Rice under pressure to call for truce

Almost every nation attending an international conference in Rome is pressing Secretary of State Condoleezza Rice to call for an immediate end to the fighting on the Israeli-Lebanese border.

But Rice, who was attending the session on Wednesday, stood her ground in two days of diplomacy in Lebanon and Israel and the West Bank. Rather than a quick fix, she has repeatedly said the region needs enduring solutions, and other U.S. officials have raised doubts about an immediate cease-fire between Israel and Hezbollah fighters in the south of Lebanon.

The Rome meeting of European and moderate Arab officials was to discuss the fighting sparked by the July 12 Hezbollah abduction of two Israeli soldiers. Rice attended a morning meeting with Italian Foreign Minister Massimo D’Alema before the international conference was set to begin.

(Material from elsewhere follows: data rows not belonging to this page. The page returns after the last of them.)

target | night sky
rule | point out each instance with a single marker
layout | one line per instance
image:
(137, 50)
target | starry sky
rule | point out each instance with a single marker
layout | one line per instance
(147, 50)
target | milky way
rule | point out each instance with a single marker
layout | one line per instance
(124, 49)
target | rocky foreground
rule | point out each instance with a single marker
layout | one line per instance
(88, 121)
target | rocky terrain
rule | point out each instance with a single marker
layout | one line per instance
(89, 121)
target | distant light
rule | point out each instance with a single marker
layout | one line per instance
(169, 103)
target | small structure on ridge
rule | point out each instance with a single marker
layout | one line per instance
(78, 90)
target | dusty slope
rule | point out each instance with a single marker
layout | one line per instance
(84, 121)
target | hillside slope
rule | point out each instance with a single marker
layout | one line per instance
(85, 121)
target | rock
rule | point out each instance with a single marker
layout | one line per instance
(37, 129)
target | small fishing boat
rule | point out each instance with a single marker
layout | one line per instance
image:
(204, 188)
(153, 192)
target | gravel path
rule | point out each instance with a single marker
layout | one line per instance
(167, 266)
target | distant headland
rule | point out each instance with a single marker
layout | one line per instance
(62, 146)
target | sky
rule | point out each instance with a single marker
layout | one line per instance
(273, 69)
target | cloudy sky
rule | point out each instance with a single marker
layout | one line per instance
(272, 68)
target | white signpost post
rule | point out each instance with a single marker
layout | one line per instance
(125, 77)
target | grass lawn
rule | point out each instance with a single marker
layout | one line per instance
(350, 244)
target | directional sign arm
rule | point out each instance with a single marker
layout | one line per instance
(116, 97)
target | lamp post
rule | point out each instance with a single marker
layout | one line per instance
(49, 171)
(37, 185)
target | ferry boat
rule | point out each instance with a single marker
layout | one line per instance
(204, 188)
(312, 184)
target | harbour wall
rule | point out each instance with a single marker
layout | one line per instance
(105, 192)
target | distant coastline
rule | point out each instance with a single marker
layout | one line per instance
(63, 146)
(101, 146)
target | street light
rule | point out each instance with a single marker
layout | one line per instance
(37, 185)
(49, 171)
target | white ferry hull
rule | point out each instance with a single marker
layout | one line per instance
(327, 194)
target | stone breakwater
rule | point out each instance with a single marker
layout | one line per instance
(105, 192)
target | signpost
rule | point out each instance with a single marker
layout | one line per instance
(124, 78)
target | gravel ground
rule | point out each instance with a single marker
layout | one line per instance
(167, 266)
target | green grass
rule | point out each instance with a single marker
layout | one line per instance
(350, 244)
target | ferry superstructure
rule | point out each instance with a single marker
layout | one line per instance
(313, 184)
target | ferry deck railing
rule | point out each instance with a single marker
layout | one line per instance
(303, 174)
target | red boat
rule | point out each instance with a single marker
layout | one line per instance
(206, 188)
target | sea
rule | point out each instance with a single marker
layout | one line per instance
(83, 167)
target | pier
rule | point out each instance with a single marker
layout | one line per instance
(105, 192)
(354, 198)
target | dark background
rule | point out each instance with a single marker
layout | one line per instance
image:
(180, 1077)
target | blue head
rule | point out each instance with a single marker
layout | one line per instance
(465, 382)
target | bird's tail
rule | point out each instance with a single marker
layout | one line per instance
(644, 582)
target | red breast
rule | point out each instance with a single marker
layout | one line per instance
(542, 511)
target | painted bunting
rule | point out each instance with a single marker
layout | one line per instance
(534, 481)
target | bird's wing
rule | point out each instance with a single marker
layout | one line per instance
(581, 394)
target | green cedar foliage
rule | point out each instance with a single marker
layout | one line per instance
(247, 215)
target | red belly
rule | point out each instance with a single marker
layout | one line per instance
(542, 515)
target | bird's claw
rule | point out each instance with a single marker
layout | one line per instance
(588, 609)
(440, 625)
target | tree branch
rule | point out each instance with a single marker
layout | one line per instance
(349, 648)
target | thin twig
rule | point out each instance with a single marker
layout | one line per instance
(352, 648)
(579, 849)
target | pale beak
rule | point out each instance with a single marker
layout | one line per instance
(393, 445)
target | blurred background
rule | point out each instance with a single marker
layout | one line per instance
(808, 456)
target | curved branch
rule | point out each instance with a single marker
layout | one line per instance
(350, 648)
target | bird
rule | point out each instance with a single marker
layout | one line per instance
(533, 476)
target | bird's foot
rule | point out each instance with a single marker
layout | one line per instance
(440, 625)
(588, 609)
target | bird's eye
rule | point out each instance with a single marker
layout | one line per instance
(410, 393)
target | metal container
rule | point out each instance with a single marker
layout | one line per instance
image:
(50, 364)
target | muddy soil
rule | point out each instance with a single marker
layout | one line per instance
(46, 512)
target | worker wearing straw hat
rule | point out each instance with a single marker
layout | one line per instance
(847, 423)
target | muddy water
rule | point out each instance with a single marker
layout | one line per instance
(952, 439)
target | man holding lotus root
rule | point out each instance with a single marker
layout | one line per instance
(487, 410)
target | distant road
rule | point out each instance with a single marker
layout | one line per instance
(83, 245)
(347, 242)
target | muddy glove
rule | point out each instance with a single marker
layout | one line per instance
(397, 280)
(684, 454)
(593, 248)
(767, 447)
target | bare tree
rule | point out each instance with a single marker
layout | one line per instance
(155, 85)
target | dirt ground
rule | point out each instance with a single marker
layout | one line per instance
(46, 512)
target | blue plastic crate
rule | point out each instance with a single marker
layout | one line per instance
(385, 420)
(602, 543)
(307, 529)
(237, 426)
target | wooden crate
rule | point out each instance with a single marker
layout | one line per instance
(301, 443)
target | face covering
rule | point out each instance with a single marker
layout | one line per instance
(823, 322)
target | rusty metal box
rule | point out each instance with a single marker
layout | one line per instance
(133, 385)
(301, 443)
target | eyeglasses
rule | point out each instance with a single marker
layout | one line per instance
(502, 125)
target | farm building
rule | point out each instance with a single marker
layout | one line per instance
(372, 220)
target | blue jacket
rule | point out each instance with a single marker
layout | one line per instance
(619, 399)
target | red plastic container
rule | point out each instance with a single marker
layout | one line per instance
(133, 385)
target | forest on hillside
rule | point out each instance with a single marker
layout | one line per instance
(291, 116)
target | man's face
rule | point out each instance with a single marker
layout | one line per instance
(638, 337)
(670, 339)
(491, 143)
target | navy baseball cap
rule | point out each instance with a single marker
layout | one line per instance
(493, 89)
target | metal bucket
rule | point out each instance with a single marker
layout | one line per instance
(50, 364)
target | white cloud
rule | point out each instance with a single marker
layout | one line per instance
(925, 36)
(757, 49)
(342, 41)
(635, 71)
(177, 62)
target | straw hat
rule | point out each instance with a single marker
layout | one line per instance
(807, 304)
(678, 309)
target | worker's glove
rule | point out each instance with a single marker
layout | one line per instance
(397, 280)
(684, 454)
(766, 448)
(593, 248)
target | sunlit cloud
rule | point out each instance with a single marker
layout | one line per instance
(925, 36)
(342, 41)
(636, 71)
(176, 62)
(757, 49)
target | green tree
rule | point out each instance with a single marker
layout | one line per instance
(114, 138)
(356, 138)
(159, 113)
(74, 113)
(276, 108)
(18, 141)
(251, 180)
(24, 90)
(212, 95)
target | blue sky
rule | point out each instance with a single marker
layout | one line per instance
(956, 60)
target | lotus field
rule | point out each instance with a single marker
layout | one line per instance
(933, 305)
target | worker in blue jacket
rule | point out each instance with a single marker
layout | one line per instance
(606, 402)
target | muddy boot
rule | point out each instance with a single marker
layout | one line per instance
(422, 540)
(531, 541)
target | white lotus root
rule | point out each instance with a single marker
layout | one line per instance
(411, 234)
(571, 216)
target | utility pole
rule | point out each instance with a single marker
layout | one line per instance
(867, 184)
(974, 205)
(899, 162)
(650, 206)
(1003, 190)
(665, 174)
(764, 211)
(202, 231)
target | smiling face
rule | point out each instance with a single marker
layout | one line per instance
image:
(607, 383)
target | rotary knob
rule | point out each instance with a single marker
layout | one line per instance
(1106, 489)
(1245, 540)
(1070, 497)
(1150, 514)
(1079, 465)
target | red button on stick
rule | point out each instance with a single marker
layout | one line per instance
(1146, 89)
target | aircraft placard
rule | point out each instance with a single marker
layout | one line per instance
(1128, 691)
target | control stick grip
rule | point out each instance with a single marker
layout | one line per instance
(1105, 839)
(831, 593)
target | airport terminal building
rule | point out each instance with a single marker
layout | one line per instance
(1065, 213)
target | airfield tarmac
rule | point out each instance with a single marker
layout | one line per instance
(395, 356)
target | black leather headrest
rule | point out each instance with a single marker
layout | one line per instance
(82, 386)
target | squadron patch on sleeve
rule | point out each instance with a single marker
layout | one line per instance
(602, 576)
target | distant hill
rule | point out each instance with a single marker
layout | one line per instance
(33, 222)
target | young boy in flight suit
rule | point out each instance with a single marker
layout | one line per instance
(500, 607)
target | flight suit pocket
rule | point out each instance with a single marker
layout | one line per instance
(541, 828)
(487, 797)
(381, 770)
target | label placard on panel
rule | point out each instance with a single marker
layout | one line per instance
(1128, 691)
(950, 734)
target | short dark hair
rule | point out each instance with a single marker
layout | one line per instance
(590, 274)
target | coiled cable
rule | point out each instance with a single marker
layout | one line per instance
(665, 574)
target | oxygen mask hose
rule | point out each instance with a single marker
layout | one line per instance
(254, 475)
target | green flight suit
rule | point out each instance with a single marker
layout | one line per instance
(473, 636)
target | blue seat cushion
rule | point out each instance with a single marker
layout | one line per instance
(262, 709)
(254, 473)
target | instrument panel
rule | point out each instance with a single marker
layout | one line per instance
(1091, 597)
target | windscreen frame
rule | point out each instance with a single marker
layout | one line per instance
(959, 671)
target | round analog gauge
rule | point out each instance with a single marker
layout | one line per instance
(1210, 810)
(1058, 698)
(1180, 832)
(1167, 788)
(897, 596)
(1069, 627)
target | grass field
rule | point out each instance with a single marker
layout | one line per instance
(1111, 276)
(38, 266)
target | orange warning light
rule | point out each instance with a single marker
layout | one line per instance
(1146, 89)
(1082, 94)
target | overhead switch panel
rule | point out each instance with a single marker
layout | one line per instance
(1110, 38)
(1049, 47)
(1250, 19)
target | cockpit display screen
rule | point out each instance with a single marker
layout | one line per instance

When asked if she planned to announce an international force for Lebanon, Rice smiled and wouldn’t comment.

On Tuesday, Rice said her effort was designed “to bring about an urgent but enduring cease-fire in Lebanon, one that can deal with the causes of extremism that began this crisis and that can also lead to the establishment of the sovereignty of the Lebanese government throughout its territory.”

Soon after she arrived in Rome late Tuesday, word came that an Israeli airstrike had hit a U.N. observation post in south Lebanon, killing at least two U.N. personnel. Two others were feared dead. The attack prompted U.N. Secretary-General Kofi Annan to demand an Israeli investigation into the incident, which he called “apparently deliberate.” It could further fuel international demands for a quick end to the fighting.

Israeli Prime Minister Ehud Olmert expressed “deep regret” over the deaths of the peacekeepers in a telephone call to Annan on Wednesday, according to a statement from Olmert’s office. Olmert said the peacekeepers were killed mistakenly, expressed dismay over Annan’s accusation and promised a thorough investigation, the statement said.

In a signal that the U.S. was not yet ready to change its position, Assistant Secretary of State David Welch, traveling with Rice, told reporters that a cease-fire cannot be reached overnight.

Another senior administration official, who spoke on condition of anonymity about international forces that might be imposed in south Lebanon, said such troops would not “shoot their way in,” suggesting the fighting would have to be quelled first.

Welch called the Rome meeting a collection of “responsible voices that want to come together to help Lebanon.”

He noted that the U.S. led the way in an international humanitarian assistance campaign by offering $30 million in aid to Lebanon, which will come mostly in goods such as blankets and sheets. Saudi Arabia pledged $1.5 billion in aid on Tuesday.

“I would expect that there will be other such pledges forthcoming,” Welch said. “It is important that these voices be there and be gathered for this purpose because if you look at what the outcome of this crisis will be, it is going to be a stronger Lebanon where its freedoms are preserved and strengthened.”

An official close to the speaker of Lebanon’s Parliament has said Rice proposed that the fighting stop at the same time that an international force deploys in southern Lebanon. The United States also proposed that Hezbollah weapons be removed from a buffer zone extending about 18 miles from the Israeli border, according to the official, who spoke on condition of anonymity.

Many questions remain about what any international force would look like, including whether the troops would be stationed around the country or just in Lebanon’s tense south. Also to be negotiated is the role of Lebanese forces and whether international troops would secure Lebanon’s ports and airports.

On Tuesday, Jordan’s foreign minister said Arabs attending the Rome talks would insist on an immediate cease-fire and for the Lebanese government to take control over Hezbollah. Saudi King Abdullah appealed to the world to stop the Israeli attacks on Lebanon, saying that if peace moves fail, the Middle East could be engulfed in war.

Germany’s defense minister also said a cease-fire must be in place before an international mission to Lebanon can be contemplated.

An official in Turkey, NATO’s only Muslim member, said it would consider playing a major role in a peacekeeping force.